Striking underground services is a constant threat for utility companies and their contractors.

The effectiveness of ground penetrating radar (GPR) systems in locating them has always been limited. Existing equipment works to a common level of radiation, which produces limited results down to a restricted depth. However a new technology, known as RIS2K/MF could be about to give the technique a new lease of life.

Developed by Italian firm IDS and available from Utilx, it uses a higher level of radiation over a wider bandwidth.

Last month surveying specialist Detectaplant carried out the first trial of a new utility detection radar in the south London borough of Lewisham, with impressive results.

'This is the first time I have been excited about any equipment in the industry for a number of years, ' says Detectaplant director Paul Salisbury. 'This will enhance our ability to plan accurately for installation of pipes and cables.'

On the Thames Water-Morrison project the equipment was tested on two sections of a 700m survey: a 100m section of straight road and a 45m section which included a major road crossing.

Now full scale excavation is under way, and Utilx managing director Colin Tickle is confident that promising initial reports will go on to prove the system has been 'exceptionally accurate'.
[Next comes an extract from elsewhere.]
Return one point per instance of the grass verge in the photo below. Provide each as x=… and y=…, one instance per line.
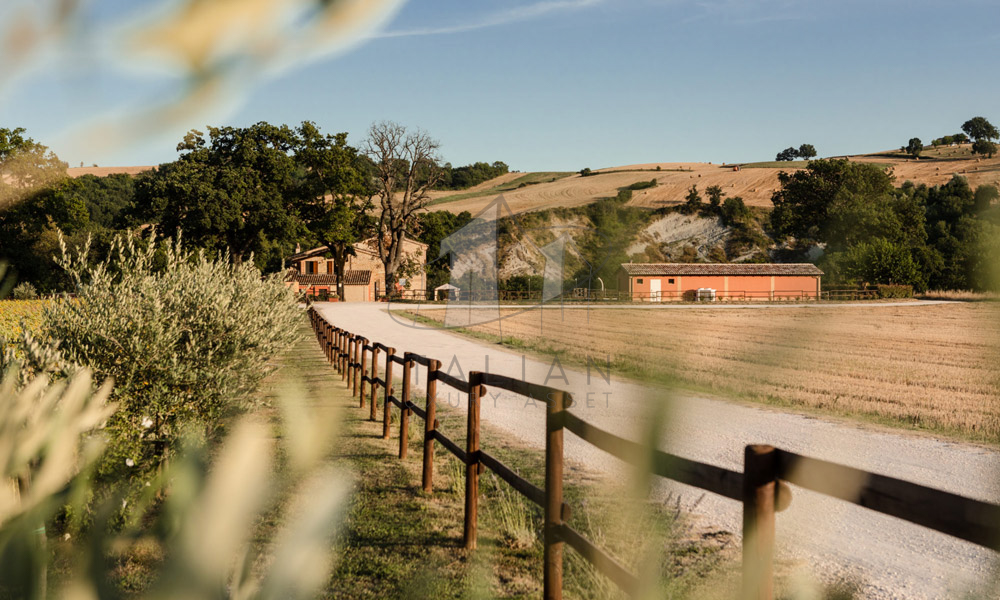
x=520, y=182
The breakthrough has been in finding a way to deal effectively with the large quantity of data this method generates.

The radar comes equipped with an array of multi-frequency, co-polar and cross-polar antennas, which allow a high-resolution survey of the shallower depths while still achieving the desired depth range. In a further step forward, a separate antenna also enables an accurate measure of the ground type to be made.

All this information is selectively filtered before it is converted into an interactive 3D CAD drawing.

'The real advancement comes from the new found ability to deal accurately with the information in 3D, ' explains product promoter Steve Orchard of business development consultant Charador.

Indeed, the efficiency with which the system is able to sift through the detailed information is such that IDS has developed it further to create a train mounted system which can accurately survey track ballast while travelling at speeds up to 80km/h.

The information collected is converted into an easily digestible form where the client can immediately see specific soft spots and potential problems along the track.

Neither package comes cheap. The RIS-2K/MF system for utilities costs up to £70,000.

But Tickle is adamant that it will still represent value for money.

'Although costing about twice as much as its competitors, the system is far more reliable, presenting generous cost savings by avoiding trial pit excavation and costly reinstatement, ' says Tickle.